Going to the other extreme, training takes a lot more time; anywhere between minutes to hours to days. Depending on our training scenario, the real value of better hardware is enabling faster experimentation and more iterations. For anything more serious than basic neural networks, better hardware can make a mountain of difference. Typically, GPUs would speed things up by 10 to 15 times compared to CPUs, and at a much higher performance per watt, reducing the wait time for our experiment to finish from a week to a few hours. This can be the difference in watching a documentary about the Grand Canyon (two hours) versus actually making the trip to visit the Grand Canyon (four days).
Following are a few fundamental hardware categories to choose from and how they are typically characterized (see also Figure 1-10):
- Central Processing Unit (CPU)
-
Cheap, flexible, slow. For example, Intel Core i9-9900K.
- GPU
-
High throughput, great for batching to utilize parallel processing, expensive. For example, NVIDIA GeForce RTX 2080 Ti.
- Field-Programmable Gate Array (FPGA)
-
Fast, low power, reprogrammable for custom solutions, expensive. Known companies include Xilinx, Lattice Semiconductor, Altera (Intel). Because of the ability to run in seconds and configurability to any AI model, Microsoft Bing runs the majority of its AI on FPGAs.
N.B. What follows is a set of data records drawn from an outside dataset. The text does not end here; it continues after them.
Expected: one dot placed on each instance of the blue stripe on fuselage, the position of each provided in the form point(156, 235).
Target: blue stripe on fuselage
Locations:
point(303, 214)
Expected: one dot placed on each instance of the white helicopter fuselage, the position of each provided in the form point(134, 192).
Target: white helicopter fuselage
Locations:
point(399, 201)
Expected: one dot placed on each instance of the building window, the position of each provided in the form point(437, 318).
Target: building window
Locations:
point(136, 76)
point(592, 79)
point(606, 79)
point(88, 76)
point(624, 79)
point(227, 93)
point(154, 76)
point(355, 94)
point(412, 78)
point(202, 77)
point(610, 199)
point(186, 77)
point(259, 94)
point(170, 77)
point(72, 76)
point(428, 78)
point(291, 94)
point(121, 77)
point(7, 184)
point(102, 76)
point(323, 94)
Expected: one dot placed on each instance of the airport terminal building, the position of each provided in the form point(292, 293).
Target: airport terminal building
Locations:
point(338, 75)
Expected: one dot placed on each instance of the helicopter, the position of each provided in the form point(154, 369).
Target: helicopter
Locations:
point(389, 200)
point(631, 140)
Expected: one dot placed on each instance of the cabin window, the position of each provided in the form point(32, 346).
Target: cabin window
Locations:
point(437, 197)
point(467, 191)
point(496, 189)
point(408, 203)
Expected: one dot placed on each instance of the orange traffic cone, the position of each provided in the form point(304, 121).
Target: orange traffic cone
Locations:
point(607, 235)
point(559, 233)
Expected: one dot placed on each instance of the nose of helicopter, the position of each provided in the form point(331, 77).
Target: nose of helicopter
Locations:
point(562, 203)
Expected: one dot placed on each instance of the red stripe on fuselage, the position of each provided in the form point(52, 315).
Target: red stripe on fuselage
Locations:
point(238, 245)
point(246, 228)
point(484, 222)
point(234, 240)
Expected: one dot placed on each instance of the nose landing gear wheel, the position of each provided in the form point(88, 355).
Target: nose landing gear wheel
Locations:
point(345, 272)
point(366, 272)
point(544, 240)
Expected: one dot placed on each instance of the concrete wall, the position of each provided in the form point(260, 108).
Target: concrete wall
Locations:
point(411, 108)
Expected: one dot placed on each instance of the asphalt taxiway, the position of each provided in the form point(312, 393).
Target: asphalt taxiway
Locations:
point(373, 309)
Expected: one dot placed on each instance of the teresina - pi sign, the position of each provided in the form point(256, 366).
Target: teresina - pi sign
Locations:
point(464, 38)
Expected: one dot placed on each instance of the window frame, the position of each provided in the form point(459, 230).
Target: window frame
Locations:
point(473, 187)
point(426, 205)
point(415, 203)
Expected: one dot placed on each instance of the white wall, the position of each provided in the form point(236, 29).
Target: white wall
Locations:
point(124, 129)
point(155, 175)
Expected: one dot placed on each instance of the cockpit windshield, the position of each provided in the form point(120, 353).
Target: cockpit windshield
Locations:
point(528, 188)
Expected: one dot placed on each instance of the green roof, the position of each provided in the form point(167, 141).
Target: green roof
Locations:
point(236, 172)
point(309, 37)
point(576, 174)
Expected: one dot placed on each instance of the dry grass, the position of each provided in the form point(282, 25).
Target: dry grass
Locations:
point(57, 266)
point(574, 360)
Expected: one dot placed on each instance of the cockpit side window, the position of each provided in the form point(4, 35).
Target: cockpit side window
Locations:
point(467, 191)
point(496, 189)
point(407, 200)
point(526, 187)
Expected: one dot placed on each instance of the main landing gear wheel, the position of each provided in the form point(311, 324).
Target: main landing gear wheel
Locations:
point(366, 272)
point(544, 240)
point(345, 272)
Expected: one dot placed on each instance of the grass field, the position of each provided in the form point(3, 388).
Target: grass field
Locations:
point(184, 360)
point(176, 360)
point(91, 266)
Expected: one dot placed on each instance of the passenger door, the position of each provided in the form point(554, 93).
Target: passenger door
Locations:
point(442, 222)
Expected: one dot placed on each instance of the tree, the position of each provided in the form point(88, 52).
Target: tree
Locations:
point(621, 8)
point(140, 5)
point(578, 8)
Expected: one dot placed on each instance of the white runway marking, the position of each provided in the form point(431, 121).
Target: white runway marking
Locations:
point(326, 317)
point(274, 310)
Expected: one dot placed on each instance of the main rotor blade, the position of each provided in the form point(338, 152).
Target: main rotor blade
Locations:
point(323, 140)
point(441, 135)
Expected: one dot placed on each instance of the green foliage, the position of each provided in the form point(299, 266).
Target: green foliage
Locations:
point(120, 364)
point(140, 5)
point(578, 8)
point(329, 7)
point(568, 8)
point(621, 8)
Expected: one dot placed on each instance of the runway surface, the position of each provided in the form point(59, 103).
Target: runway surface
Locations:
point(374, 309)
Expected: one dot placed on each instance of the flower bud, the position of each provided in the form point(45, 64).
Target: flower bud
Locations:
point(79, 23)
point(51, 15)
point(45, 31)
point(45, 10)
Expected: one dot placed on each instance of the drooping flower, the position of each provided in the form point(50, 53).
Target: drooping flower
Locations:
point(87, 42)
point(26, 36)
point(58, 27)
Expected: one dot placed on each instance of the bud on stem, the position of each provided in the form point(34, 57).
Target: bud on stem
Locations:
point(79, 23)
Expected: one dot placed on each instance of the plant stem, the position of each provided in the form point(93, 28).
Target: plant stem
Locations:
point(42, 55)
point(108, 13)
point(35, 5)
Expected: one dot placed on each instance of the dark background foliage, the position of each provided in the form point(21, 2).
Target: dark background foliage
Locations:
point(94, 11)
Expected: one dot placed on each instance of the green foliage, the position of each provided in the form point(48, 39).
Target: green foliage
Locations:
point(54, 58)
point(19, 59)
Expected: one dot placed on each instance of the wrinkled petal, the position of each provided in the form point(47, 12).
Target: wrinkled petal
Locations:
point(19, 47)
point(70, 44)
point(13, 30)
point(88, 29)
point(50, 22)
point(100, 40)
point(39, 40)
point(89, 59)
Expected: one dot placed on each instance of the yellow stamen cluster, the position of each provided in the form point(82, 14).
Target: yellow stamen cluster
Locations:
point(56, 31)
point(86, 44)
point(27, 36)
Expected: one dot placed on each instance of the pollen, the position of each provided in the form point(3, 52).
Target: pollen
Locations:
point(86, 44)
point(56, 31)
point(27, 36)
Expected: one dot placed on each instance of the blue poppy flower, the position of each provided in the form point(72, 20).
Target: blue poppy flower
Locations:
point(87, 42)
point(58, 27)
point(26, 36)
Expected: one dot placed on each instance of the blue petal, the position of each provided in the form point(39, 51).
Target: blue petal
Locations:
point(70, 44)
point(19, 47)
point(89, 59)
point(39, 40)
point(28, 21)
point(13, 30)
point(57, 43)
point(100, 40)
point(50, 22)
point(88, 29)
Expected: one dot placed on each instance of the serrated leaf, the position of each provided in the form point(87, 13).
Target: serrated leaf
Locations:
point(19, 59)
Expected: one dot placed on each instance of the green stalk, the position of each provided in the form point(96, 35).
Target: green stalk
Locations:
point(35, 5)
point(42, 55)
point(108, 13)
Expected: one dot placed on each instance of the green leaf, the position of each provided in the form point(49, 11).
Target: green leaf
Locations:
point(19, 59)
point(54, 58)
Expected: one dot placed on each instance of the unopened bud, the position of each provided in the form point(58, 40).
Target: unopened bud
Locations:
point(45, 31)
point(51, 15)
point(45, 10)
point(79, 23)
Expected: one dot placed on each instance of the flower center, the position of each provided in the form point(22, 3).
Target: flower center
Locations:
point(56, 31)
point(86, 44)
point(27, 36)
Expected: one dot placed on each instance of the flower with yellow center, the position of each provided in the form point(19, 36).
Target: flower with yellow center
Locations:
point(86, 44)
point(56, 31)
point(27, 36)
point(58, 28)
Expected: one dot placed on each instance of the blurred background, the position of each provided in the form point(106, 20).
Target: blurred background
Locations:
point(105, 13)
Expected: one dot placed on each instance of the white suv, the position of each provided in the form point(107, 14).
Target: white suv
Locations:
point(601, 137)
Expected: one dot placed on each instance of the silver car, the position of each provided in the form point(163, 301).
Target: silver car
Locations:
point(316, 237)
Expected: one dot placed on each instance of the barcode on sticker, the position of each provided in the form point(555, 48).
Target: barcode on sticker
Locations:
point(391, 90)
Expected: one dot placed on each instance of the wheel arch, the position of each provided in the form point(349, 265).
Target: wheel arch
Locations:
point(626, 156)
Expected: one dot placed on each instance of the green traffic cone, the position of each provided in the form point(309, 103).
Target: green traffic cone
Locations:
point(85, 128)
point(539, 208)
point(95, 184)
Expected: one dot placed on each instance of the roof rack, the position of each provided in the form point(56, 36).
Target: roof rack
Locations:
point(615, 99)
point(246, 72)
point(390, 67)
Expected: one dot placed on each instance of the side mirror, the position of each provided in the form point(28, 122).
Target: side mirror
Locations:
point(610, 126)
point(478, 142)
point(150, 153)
- Application-Specific Integrated Circuit (ASIC)
-
Custom-made chip. Extremely expensive to design, but inexpensive when built for scale. Just like in the pharmaceutical industry, the first item costs the most due to the R&D effort that goes into designing and making it. Producing massive quantities is rather inexpensive. Specific examples include the following:
- Tensor Processing Unit (TPU)
-
ASIC specializing in operations for neural networks, available on Google Cloud only.
- Edge TPU
-
Smaller than a US penny, accelerates inference on the edge.
- Neural Processing Unit (NPU)
-
Often used by smartphone manufacturers, this is a dedicated chip for accelerating neural network inference.
Let’s look at a few scenarios for which each one would be used:
-
Getting started with training → CPU
-
Training large networks → GPUs and TPUs
-
Inference on smartphones → Mobile CPU, GPU, Digital Signal Processor (DSP), NPU
-
Wearables (e.g., smart glasses, smartwatches) → Edge TPU, NPUs
-
Embedded AI projects (e.g., flood surveying drone, autonomous wheelchair) → Accelerators like Google Coral, Intel Movidius with Raspberry Pi, or GPUs like NVIDIA Jetson Nano, all the way down to $15 microcontrollers (MCUs) for wake word detection in smart speakers
As we go through the book, we will closely explore many of these.
Responsible AI
So far, we have explored the power and the potential of AI. It shows great promise to enhance our abilities, to make us more productive, to give us superpowers.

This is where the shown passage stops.